8 Windows 95 and Windows 98 Specific Information
This chapter gives platform-specific information for Reliable
transaction Router, Version 3.2 for Windows 95 and Windows 98.
8.1 New Features
- 14-1-236 New RTR demo included with kit
The latest RTR
demo and associated application sources are now shipped on the RTR
:CD-ROM. The demo gives an overview of RTR
functionality. The applications are written using MS Visual C++ and are
provided on an unsupported basis for the benefit of the developers of
applications using RTR.
8.2 Known Problems Corrected Since Version 3.1D
- 14-3-218 Microsoft Visual C compiler options /Gz (stdcall)
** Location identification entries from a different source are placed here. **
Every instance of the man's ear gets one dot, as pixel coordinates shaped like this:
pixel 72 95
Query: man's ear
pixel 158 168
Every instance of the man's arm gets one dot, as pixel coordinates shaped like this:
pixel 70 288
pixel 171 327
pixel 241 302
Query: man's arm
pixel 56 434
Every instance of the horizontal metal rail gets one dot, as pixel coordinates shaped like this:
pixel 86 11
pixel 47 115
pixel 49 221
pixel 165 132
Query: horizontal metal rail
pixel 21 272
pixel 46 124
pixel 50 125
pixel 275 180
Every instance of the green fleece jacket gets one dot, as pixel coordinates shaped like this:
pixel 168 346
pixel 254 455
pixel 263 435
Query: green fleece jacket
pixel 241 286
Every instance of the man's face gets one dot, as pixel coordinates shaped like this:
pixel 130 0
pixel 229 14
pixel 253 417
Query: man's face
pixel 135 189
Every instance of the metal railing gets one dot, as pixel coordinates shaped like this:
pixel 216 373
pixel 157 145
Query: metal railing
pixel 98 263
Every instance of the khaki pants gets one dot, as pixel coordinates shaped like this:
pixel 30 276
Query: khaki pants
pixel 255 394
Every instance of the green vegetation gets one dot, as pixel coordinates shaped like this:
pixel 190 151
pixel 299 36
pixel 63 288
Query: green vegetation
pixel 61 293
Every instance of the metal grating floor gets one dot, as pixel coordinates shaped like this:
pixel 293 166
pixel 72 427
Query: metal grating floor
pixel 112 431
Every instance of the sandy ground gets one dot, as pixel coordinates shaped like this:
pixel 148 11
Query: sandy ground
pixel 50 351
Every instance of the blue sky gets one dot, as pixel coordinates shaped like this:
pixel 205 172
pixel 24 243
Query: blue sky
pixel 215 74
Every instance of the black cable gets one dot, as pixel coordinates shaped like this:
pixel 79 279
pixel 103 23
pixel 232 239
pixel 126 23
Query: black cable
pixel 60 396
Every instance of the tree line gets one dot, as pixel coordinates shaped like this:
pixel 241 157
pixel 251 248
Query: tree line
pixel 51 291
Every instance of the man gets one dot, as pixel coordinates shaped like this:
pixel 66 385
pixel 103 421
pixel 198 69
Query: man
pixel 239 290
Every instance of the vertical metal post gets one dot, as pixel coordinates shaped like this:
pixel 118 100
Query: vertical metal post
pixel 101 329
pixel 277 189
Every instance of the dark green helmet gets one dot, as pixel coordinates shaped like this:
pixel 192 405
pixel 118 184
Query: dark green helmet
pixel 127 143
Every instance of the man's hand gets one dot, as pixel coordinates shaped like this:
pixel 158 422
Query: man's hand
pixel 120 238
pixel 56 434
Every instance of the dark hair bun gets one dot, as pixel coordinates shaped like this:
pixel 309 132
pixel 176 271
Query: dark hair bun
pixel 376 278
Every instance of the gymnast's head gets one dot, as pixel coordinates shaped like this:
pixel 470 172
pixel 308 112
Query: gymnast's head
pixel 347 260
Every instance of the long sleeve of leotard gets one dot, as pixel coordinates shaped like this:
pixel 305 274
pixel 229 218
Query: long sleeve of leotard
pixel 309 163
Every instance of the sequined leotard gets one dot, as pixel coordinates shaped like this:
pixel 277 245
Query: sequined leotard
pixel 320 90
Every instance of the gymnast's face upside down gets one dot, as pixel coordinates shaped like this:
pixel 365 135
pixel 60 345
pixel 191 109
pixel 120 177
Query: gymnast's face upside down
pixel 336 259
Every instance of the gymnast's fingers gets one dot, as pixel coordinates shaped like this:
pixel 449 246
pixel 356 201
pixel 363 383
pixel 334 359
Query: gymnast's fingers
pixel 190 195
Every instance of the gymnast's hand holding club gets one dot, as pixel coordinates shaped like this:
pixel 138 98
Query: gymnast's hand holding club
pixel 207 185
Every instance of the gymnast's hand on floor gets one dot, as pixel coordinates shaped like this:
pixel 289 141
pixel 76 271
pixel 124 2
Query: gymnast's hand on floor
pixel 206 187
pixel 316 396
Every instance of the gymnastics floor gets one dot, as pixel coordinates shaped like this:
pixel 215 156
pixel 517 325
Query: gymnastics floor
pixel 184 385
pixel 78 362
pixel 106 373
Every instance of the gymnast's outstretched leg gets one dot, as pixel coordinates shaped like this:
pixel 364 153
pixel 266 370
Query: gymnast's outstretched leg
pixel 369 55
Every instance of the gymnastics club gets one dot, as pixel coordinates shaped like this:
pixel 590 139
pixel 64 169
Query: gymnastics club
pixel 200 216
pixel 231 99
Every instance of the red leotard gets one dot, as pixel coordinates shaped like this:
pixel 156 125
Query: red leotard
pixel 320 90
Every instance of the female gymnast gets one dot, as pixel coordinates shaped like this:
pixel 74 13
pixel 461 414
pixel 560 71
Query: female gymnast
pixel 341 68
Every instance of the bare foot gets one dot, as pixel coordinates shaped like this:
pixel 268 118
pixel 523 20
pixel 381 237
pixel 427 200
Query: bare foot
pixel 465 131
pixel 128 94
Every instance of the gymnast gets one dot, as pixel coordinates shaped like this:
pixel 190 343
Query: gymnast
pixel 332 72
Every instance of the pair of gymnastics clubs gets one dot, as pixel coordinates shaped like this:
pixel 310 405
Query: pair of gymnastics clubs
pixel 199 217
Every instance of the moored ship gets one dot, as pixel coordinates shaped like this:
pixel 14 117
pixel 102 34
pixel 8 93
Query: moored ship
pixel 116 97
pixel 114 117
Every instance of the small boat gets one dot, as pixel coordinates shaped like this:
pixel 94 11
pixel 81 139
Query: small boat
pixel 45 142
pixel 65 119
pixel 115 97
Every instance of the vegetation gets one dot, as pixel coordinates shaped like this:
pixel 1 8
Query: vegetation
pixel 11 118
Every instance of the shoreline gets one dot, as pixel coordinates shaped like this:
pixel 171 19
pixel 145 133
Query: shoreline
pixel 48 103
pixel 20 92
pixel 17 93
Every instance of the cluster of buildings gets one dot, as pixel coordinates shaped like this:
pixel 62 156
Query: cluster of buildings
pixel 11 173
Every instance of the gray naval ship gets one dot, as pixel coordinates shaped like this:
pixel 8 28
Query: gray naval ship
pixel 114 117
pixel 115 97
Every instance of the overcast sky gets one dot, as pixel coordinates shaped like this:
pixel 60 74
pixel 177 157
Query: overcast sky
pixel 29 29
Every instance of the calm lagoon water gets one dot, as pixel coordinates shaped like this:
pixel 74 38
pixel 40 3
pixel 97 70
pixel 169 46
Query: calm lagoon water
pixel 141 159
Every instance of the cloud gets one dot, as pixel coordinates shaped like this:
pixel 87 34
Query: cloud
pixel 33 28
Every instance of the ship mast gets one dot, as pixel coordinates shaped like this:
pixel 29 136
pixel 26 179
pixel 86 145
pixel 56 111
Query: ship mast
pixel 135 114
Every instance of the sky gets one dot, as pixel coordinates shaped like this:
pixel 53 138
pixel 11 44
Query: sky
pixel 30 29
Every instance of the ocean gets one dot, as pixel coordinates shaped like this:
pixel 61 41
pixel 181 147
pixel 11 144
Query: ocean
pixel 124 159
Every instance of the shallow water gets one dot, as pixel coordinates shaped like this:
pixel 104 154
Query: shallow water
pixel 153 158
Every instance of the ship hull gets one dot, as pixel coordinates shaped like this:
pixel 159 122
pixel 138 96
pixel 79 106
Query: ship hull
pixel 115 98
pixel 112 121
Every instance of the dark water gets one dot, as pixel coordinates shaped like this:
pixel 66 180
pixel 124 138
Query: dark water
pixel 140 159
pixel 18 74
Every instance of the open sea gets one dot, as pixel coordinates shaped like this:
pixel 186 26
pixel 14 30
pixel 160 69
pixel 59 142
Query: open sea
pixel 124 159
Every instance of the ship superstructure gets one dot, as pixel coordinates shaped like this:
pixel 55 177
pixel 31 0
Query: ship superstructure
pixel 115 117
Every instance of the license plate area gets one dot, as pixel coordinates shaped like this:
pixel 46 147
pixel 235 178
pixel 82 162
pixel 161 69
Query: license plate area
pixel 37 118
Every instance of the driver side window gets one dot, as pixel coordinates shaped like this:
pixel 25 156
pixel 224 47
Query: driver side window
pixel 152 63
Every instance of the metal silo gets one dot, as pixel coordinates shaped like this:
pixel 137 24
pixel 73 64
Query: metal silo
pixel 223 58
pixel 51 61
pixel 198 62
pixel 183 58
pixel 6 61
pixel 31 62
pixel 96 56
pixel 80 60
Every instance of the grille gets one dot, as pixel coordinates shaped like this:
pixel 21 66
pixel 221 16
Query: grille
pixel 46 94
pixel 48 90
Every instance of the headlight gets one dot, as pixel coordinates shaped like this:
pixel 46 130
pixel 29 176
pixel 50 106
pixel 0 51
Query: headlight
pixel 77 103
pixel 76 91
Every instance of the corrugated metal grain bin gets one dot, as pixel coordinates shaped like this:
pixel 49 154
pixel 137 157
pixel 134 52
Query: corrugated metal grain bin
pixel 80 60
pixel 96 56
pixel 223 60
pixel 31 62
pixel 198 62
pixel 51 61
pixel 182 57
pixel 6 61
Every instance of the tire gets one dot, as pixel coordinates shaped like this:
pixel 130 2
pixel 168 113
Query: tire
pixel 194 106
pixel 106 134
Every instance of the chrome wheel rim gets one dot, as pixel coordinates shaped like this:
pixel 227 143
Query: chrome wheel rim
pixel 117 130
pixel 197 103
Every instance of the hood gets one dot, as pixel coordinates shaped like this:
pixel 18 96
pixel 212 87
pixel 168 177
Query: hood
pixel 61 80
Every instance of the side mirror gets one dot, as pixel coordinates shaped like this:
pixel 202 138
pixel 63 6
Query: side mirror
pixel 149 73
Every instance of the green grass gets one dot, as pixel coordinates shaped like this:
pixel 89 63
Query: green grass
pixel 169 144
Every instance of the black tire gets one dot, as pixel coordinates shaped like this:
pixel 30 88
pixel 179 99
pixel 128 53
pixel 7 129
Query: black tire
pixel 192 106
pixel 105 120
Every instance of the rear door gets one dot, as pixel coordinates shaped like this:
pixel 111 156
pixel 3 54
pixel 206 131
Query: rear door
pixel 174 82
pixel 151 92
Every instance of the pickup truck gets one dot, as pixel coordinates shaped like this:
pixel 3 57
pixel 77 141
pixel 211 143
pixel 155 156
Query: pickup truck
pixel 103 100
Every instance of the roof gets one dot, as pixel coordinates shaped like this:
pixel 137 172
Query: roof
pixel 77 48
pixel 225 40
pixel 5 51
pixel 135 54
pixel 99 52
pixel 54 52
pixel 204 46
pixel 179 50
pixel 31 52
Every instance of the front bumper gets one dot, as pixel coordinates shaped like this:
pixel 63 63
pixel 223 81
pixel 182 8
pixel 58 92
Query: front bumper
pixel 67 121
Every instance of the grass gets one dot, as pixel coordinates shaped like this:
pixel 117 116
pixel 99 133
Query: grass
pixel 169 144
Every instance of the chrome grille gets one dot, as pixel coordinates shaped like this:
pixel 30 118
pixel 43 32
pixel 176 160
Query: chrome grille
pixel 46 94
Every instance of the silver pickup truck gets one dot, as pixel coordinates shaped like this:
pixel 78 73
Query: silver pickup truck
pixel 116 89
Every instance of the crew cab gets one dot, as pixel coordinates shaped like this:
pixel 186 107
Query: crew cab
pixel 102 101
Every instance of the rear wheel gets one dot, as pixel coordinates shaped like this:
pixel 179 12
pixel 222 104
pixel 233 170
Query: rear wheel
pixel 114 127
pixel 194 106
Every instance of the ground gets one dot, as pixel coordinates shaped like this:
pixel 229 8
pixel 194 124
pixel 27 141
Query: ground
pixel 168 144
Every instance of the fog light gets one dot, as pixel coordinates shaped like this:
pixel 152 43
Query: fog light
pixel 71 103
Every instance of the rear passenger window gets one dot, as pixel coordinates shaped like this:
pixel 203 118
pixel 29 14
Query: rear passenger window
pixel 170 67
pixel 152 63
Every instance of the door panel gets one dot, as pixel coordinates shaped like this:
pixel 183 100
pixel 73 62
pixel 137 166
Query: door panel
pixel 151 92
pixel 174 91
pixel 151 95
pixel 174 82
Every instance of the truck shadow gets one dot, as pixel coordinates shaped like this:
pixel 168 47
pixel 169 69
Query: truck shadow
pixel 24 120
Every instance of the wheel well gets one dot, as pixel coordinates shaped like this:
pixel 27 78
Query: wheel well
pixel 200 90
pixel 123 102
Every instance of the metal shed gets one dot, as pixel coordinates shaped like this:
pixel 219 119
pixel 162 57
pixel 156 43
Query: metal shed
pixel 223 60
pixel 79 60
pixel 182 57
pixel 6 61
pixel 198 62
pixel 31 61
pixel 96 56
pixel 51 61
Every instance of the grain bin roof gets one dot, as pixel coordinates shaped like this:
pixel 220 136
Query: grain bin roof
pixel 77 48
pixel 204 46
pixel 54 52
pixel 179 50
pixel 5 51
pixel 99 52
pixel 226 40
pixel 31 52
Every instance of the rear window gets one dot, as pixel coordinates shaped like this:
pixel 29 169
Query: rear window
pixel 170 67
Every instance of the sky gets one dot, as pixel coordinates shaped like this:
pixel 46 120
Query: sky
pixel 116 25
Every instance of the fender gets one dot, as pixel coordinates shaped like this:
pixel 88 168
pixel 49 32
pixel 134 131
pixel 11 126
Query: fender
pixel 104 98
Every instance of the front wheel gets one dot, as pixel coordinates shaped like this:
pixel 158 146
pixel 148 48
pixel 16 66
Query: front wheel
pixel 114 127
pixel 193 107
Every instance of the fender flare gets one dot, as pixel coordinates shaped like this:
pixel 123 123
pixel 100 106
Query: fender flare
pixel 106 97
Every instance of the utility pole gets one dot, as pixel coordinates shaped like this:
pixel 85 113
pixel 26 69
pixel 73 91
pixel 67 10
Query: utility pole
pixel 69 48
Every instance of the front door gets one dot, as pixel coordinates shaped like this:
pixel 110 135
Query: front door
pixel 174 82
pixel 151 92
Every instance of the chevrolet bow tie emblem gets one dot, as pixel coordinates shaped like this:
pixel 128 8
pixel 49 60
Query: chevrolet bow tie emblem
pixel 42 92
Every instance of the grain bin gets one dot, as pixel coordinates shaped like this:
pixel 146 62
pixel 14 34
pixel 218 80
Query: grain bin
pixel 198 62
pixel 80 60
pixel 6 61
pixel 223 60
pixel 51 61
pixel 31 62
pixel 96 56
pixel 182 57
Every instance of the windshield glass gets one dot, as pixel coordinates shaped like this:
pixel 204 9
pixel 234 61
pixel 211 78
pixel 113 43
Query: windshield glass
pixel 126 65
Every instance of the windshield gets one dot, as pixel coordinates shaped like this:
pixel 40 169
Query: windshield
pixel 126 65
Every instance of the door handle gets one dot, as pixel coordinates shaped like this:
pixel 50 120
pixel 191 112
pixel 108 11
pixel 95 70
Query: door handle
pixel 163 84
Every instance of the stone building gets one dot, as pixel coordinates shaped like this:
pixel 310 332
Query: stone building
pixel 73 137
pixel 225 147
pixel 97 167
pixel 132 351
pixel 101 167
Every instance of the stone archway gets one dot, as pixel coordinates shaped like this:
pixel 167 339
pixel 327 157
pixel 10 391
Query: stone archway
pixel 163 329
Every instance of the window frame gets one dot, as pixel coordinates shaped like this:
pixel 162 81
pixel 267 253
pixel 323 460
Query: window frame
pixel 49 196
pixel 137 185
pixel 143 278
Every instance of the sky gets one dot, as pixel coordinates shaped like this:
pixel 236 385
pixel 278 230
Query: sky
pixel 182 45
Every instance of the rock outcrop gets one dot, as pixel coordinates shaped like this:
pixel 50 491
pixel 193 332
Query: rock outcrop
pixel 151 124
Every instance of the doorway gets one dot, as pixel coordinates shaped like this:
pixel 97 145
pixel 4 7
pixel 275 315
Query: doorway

and /Gr (fastcall) supported
The RTR API functions in <rtr.h>
are now declared with the __cdecl attribute so they can be used in
applications compiled with calling conventions other than the /Gd
(cdecl) default.
- 14-3-255 Multiple broadcast or data received on wrong
channel
When running W95/NT with Pathworks installed, RTR would not
detect that the client had closed its channel when the client
application was aborted by closing the window. RTR now detects when the
client has aborted the channel and closes the channel.
- 14-5-43 Exception handler report file names changed
For consistency with other supported platforms, the name of the
file used to hold the exception handler report has been changed to
rtr_error.log. Any prior versions of the file are renamed to
rtr_error<n>.log, where n cycles through the range 0 - 9.